Heliyon (Dec 2024)
Identification of biomarkers related to Escherichia coli infection for the diagnosis of gastrointestinal tumors applying machine learning methods
Abstract
Background: Escherichia coli (E. coli) is a part of normal gastrointestinal microbiota but it could also cause human gastrointestinal diseases. Understanding the mechanism of E. coli in the progression of gastrointestinal tumors can provide novel prevention and treatment strategies for gastrointestinal tumors. Methods: The E. coli infection score was calculated by single sample GSEA (ssGSEA). Weighted correlation network analysis (WGCNA) and differentially expressed genes (DEGs) analysis were used to identify genes related to E. coli infection in gastrointestinal tumors. Hub genes were selected by machine learning methods to establish a diagnostic model. The diagnostic performance of the model was evaluated by the area under the receiver operating characteristic (ROC) curve (AUC) and validated in three external datasets. After determining the biomarkers, immune infiltration analysis and GSEA were further performed. The mRNA expressions of the biomarkers in stomach adenocarcinoma (STAD) cells and the invasion and migration of the tumor cells were detected by conducting in vitro experiments. Results: The E. coli infection score was lower in tumor samples than in normal samples. Eight hub genes were selected from a total of 28 genes associated with E. coli-related dysbiosis in gastrointestinal tumors to establish an accurate diagnostic model.
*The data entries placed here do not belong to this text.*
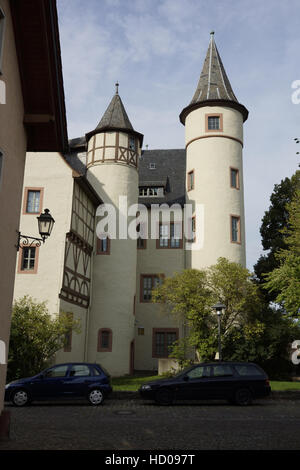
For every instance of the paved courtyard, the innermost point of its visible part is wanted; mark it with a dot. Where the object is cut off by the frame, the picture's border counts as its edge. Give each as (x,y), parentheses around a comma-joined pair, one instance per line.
(136,425)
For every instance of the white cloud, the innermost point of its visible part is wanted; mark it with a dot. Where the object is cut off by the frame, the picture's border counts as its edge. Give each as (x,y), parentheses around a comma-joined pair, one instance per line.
(156,48)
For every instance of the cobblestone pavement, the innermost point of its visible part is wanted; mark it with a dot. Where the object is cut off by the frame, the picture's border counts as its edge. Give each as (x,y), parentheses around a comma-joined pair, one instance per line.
(136,425)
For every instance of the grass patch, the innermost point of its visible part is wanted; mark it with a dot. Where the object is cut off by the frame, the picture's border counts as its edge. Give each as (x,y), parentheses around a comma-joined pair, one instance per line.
(131,383)
(278,386)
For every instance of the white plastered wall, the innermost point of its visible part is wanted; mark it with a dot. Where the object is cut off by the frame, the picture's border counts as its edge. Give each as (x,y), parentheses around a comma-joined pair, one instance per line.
(211,154)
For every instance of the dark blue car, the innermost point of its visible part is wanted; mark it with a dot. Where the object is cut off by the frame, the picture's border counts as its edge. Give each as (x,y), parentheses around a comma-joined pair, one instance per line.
(75,380)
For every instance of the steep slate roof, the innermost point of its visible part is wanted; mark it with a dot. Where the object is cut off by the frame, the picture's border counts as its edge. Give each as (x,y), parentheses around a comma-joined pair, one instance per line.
(213,87)
(115,118)
(169,172)
(170,169)
(213,83)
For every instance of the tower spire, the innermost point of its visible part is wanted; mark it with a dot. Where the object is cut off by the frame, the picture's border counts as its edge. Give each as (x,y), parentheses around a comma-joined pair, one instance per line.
(115,118)
(213,84)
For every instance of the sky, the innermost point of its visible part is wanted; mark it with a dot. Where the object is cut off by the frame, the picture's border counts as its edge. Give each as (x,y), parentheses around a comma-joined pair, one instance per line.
(155,49)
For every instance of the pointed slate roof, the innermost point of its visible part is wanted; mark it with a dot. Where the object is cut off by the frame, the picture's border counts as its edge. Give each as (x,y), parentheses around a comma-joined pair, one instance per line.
(213,88)
(115,118)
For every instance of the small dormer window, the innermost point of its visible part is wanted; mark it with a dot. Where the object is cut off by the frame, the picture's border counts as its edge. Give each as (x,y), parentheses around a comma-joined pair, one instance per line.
(131,142)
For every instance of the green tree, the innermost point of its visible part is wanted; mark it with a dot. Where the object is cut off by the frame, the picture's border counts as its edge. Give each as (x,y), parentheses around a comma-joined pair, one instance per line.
(191,294)
(35,337)
(284,280)
(273,222)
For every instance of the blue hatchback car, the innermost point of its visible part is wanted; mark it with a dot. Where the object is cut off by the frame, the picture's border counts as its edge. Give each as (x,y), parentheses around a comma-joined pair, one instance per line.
(75,380)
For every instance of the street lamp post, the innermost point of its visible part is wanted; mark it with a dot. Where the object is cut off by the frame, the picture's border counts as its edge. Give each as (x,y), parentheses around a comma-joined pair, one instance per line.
(218,307)
(45,224)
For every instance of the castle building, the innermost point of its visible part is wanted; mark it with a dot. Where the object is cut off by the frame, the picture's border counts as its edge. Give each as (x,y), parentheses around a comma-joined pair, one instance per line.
(105,281)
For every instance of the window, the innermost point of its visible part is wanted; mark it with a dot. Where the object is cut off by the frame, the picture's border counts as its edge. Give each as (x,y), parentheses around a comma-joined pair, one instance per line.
(96,371)
(141,241)
(223,370)
(163,339)
(149,282)
(170,235)
(33,200)
(235,229)
(68,336)
(1,165)
(103,246)
(2,26)
(151,191)
(80,370)
(191,180)
(104,340)
(213,122)
(131,143)
(234,178)
(28,257)
(58,371)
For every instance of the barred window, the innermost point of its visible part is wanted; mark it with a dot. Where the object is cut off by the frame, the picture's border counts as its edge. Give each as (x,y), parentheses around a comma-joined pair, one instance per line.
(28,258)
(162,341)
(213,122)
(33,202)
(170,235)
(149,282)
(235,229)
(234,178)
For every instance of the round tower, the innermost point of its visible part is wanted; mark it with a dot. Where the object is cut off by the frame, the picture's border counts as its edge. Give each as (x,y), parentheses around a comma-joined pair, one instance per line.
(113,149)
(214,166)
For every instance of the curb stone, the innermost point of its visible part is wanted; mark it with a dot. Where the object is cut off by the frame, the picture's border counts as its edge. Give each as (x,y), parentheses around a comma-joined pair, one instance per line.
(275,395)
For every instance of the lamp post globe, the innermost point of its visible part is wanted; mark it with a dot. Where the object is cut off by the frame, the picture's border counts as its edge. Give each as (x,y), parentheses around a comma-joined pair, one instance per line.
(219,307)
(45,223)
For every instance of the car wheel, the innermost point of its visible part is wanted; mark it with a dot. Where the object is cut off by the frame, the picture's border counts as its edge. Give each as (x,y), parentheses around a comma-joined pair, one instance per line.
(164,396)
(20,398)
(95,397)
(243,397)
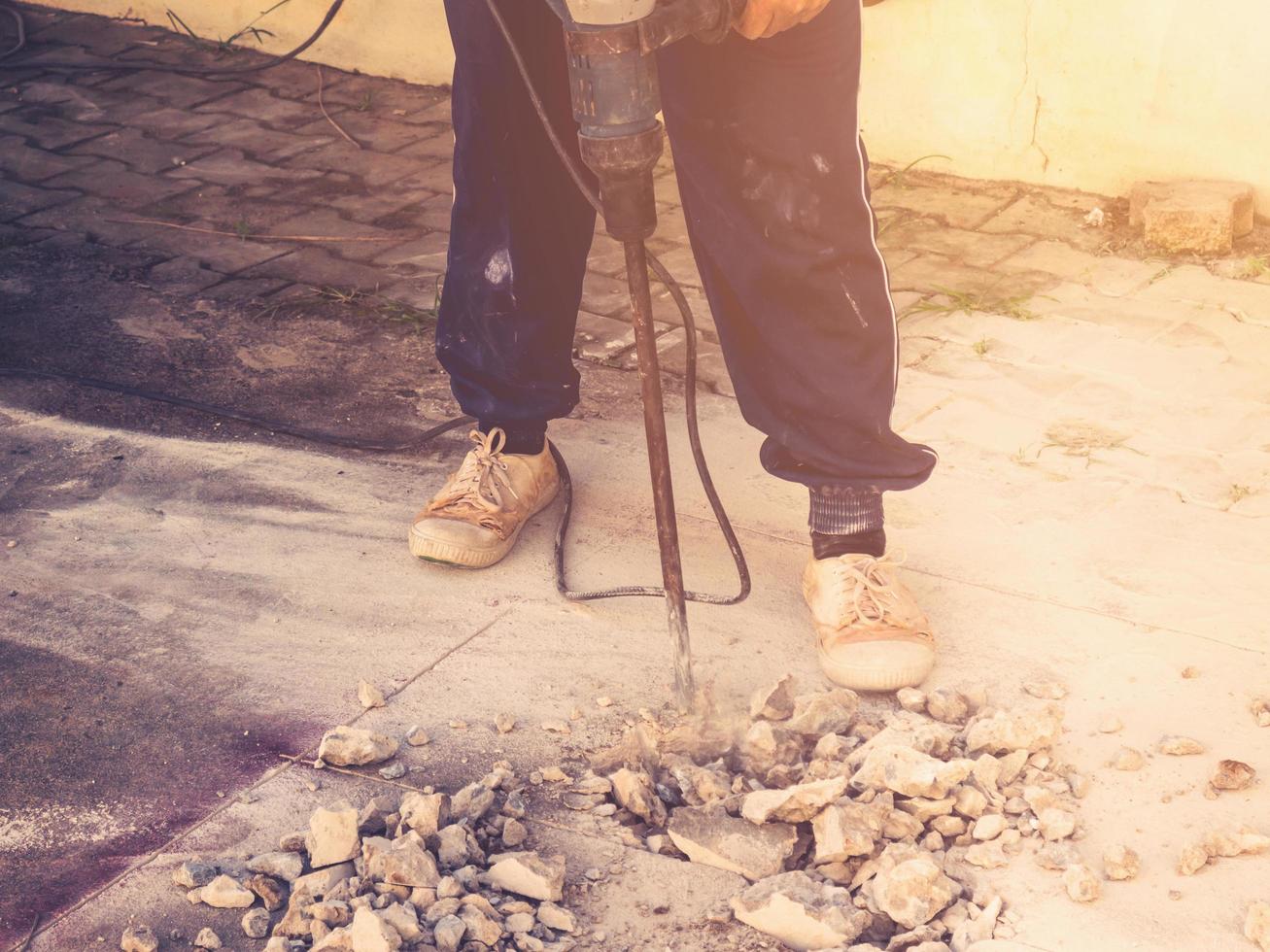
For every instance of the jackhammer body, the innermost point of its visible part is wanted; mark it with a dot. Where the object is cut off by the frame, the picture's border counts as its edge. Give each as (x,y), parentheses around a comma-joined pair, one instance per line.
(612,74)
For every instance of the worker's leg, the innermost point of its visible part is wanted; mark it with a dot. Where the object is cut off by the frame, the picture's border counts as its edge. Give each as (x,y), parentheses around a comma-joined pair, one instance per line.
(520,230)
(518,245)
(772,174)
(766,148)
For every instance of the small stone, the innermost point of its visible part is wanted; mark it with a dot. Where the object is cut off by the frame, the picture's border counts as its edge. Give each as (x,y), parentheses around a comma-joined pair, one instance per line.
(369,934)
(774,702)
(368,696)
(947,706)
(226,893)
(912,699)
(797,803)
(333,835)
(557,918)
(799,911)
(1081,884)
(449,934)
(1176,745)
(139,938)
(910,886)
(1256,926)
(529,874)
(714,838)
(193,873)
(1020,729)
(417,736)
(1126,760)
(634,791)
(988,827)
(353,746)
(910,772)
(256,923)
(1046,690)
(1232,774)
(1119,862)
(514,833)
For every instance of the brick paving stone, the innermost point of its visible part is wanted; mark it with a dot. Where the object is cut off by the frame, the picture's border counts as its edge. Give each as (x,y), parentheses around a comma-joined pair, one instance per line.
(263,107)
(321,268)
(972,248)
(115,182)
(17,199)
(139,152)
(372,168)
(178,91)
(230,166)
(49,131)
(1031,215)
(32,165)
(959,207)
(185,274)
(371,132)
(1110,276)
(425,255)
(257,140)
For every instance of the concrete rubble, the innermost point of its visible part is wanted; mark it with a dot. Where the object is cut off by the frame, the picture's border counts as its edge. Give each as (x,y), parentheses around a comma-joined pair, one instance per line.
(859,831)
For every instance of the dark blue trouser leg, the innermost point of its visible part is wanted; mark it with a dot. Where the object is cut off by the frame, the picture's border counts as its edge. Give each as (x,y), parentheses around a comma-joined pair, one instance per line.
(772,173)
(520,230)
(772,177)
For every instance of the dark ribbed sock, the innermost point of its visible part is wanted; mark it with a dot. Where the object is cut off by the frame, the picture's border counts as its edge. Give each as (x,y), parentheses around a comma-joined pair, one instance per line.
(873,542)
(524,437)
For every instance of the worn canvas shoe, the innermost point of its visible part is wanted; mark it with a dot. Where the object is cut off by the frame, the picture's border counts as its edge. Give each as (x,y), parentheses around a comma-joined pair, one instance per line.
(476,517)
(872,633)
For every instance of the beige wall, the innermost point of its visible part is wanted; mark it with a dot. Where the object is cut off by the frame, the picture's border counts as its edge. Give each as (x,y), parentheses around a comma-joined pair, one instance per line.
(1090,94)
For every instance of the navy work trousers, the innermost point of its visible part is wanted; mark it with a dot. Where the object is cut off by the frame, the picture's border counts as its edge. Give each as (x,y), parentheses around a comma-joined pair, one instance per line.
(772,172)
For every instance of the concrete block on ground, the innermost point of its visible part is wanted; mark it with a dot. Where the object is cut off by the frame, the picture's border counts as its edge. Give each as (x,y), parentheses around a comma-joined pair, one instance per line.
(1191,216)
The AUC values of PRKCB and IL16 were all greater than 0.7 in three external datasets and the mRNA expression pattern was consistent with TCGA cohort, therefore PRKCB and IL16 were selected as the diagnostic biomarkers. PRKCB and IL16 exhibited significant positive correlations with most immune cells, and inflammation-related pathways were activated in the high expression groups of PRKCB and IL16. Moreover, IL16 was high-expressed but PRKCB was low-expressed in STAD cells, and silencing IL16 suppressed the invasion and migration of STAD cells. Conclusions: Overall, we identified and validated 8 robust genes related to E. coli applying bioinformatics and machine learning algorithms, providing theoretical foundations for the relationship between E. coli-related dysbiosis and gastrointestinal tumors.